Monsieur le président, madame la ministre, mes chers collègues, les crédits militaires s'élèvent, pour 2007, à 47, 7 milliards d'euros. Certes, ce budget est important. Toutefois, une seule question doit guider notre débat : est-ce un budget efficace ? J'en doute fortement et une analyse précise le confirme
Je suis dans l'obligation de mettre en lumière que, cette année encore, il s'agit d'un budget à crédit ; les commandes d'aujourd'hui ne sont pas financées ; on amorce seulement le financement, mais « l'ardoise » est pour plus tard.
Madame la ministre, au-delà des effets d'annonces, selon nous, la loi relative à la programmation militaire pour les années 2003 à 2008 ne peut pas être respectée.

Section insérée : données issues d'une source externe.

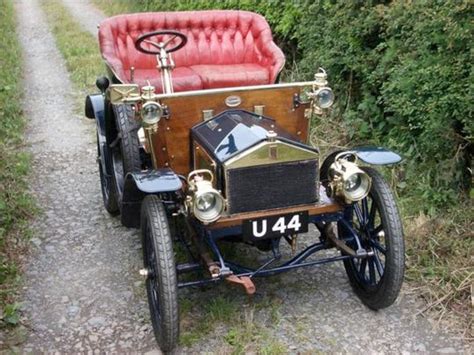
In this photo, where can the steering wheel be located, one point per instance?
(160, 45)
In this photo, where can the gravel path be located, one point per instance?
(82, 288)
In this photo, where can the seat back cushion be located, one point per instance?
(217, 37)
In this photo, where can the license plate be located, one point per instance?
(275, 226)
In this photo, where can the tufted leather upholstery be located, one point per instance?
(224, 48)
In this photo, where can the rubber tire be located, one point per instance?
(387, 289)
(127, 127)
(109, 193)
(156, 235)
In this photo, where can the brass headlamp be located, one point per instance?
(151, 110)
(347, 180)
(204, 201)
(322, 95)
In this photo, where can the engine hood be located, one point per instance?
(235, 131)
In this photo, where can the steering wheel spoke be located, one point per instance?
(145, 38)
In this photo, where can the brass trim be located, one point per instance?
(207, 114)
(201, 155)
(235, 89)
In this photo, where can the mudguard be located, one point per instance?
(139, 184)
(94, 108)
(377, 155)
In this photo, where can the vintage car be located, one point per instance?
(198, 144)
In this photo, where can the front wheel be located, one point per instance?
(109, 193)
(376, 279)
(161, 283)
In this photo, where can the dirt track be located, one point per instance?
(83, 291)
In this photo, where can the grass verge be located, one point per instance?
(16, 204)
(78, 47)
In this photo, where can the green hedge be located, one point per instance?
(402, 72)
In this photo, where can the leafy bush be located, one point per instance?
(401, 73)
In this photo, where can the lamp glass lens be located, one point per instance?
(206, 202)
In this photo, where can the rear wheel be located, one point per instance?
(161, 283)
(125, 147)
(377, 279)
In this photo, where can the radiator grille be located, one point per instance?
(271, 186)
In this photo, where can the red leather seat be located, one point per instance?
(225, 48)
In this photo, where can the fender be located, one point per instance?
(94, 108)
(368, 154)
(139, 184)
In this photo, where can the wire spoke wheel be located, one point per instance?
(376, 279)
(125, 147)
(161, 282)
(109, 195)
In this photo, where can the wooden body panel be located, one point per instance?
(172, 141)
(325, 205)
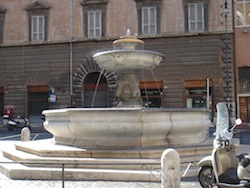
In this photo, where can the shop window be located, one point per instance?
(95, 90)
(197, 93)
(37, 100)
(151, 94)
(244, 79)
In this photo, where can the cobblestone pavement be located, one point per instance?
(9, 183)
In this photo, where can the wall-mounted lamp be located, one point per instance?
(244, 31)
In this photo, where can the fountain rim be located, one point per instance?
(128, 51)
(122, 109)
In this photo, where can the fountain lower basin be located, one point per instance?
(126, 127)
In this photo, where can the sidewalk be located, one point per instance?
(9, 183)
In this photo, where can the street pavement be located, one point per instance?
(9, 183)
(6, 182)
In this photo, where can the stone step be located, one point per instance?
(48, 159)
(19, 171)
(97, 163)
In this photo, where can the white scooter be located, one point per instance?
(223, 168)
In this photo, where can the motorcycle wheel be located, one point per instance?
(206, 177)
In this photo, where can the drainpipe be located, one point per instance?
(234, 60)
(71, 51)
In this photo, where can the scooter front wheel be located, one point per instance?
(206, 177)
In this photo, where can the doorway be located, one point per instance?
(95, 92)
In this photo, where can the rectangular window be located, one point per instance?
(151, 94)
(38, 28)
(196, 17)
(244, 79)
(94, 24)
(1, 27)
(1, 102)
(198, 94)
(242, 13)
(37, 100)
(149, 20)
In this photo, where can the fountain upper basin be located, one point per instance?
(123, 60)
(126, 127)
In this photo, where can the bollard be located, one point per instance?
(170, 167)
(25, 134)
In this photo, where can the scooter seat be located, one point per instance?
(244, 159)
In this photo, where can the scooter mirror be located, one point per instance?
(238, 121)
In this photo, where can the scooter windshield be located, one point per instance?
(222, 118)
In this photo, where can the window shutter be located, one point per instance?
(186, 18)
(1, 31)
(205, 16)
(45, 27)
(158, 21)
(103, 24)
(30, 29)
(86, 24)
(140, 21)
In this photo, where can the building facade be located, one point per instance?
(46, 50)
(242, 60)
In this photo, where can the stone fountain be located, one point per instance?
(128, 125)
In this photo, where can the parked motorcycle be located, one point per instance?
(17, 123)
(223, 167)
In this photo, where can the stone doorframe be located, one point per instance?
(89, 66)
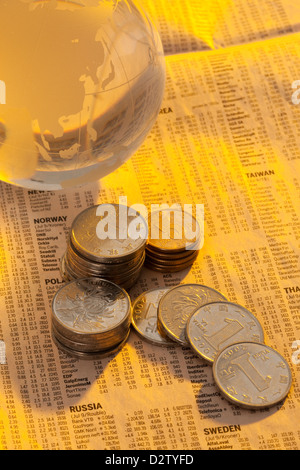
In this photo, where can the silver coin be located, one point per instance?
(118, 245)
(219, 324)
(177, 305)
(144, 317)
(91, 306)
(252, 375)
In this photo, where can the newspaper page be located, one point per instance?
(227, 137)
(194, 25)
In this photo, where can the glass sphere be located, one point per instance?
(81, 85)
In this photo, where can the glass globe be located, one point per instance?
(81, 85)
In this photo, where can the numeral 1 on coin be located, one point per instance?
(251, 372)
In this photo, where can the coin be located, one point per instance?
(91, 355)
(178, 304)
(173, 230)
(252, 375)
(218, 324)
(91, 310)
(117, 254)
(118, 243)
(144, 317)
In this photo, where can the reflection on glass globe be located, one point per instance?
(81, 84)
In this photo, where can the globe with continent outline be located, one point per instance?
(81, 85)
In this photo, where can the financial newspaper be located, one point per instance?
(227, 137)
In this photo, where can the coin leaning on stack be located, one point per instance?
(226, 335)
(91, 318)
(111, 255)
(169, 248)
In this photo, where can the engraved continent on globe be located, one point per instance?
(84, 81)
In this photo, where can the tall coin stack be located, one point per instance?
(169, 249)
(91, 318)
(100, 245)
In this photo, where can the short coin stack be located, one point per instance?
(170, 248)
(224, 334)
(91, 318)
(110, 254)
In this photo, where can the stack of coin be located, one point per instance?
(174, 240)
(178, 304)
(99, 245)
(91, 318)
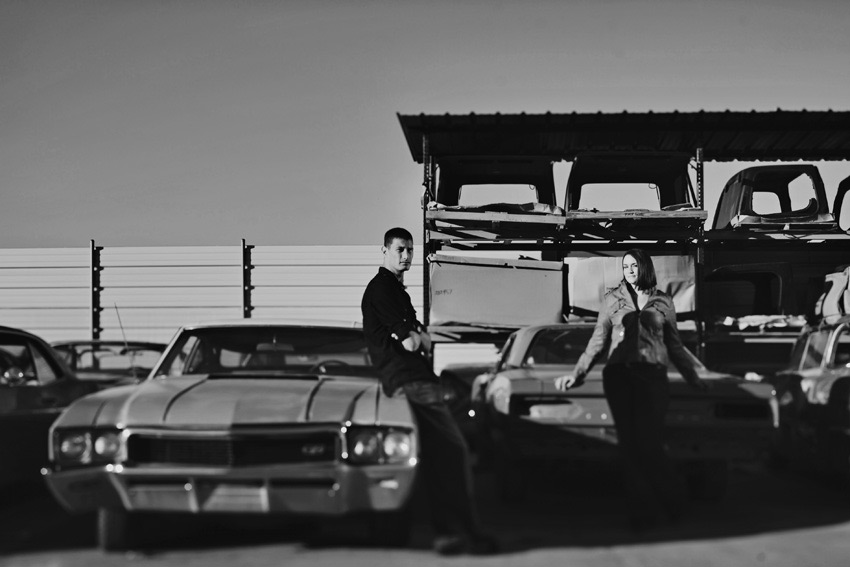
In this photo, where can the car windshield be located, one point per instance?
(272, 350)
(107, 360)
(556, 346)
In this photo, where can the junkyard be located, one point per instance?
(604, 331)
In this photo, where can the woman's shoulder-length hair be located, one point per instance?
(646, 279)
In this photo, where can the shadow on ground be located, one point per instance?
(578, 509)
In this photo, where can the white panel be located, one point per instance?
(37, 257)
(43, 297)
(171, 297)
(45, 317)
(45, 277)
(349, 313)
(164, 317)
(172, 256)
(171, 276)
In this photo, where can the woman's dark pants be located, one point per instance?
(638, 396)
(445, 461)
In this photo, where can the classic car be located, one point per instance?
(110, 362)
(526, 423)
(778, 198)
(249, 417)
(814, 399)
(35, 385)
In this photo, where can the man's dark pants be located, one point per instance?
(638, 396)
(445, 460)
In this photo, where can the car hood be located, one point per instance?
(537, 381)
(214, 402)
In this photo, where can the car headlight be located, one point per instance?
(107, 445)
(375, 446)
(76, 447)
(366, 447)
(397, 446)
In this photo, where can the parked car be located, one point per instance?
(252, 417)
(526, 422)
(814, 399)
(35, 385)
(778, 198)
(110, 363)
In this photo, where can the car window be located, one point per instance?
(484, 194)
(241, 351)
(556, 346)
(505, 354)
(814, 351)
(619, 196)
(23, 362)
(841, 357)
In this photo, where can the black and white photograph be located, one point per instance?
(393, 283)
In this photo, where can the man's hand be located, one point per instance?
(425, 339)
(564, 382)
(412, 342)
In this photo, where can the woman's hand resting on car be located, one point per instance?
(565, 382)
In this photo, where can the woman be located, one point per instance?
(638, 321)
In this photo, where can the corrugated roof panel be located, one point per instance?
(724, 136)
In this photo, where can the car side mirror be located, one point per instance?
(14, 376)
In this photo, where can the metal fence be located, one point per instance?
(147, 293)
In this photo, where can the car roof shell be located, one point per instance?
(525, 335)
(273, 322)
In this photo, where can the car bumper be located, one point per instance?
(333, 489)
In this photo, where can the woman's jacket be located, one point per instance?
(646, 336)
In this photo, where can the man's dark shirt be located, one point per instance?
(387, 311)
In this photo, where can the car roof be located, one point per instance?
(16, 331)
(274, 322)
(115, 342)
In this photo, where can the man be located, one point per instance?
(400, 347)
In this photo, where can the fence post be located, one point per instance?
(96, 309)
(247, 266)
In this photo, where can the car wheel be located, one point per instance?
(708, 480)
(392, 529)
(114, 530)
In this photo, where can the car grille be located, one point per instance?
(743, 411)
(232, 452)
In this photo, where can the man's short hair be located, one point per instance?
(646, 279)
(397, 232)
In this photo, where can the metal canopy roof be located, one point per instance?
(724, 136)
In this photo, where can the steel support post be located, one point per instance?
(247, 288)
(95, 289)
(699, 264)
(427, 196)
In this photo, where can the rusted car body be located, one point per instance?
(527, 422)
(773, 240)
(249, 417)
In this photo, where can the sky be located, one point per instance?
(203, 122)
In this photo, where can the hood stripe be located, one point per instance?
(311, 399)
(350, 413)
(179, 395)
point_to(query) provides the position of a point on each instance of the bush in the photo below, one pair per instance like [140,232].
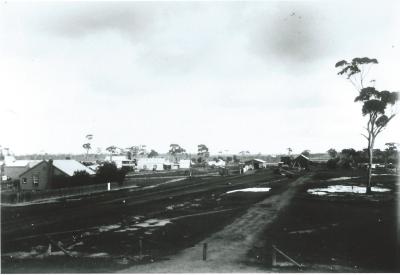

Vous le savez - nous l'avons répété au cours des examens budgétaires 2005 et 2006 et nous le répèterons sans cesse, car telle est notre conviction -, les calculs étaient faussés dès le départ. Ainsi, les coûts réels des programmes engagés ont été sous-évalués, minorés. L'évolution du coût global de notre défense n'a pas été prévue au bon niveau.
Nous nous trouvons face à un budget sans réelle sincérité : lorsque l'on prend en compte non pas les lois de finances initiales mais leur exécution réelle, le bilan est loin d'être aussi glorieux que l'on essaie de nous le faire croire depuis maintenant cinq ans.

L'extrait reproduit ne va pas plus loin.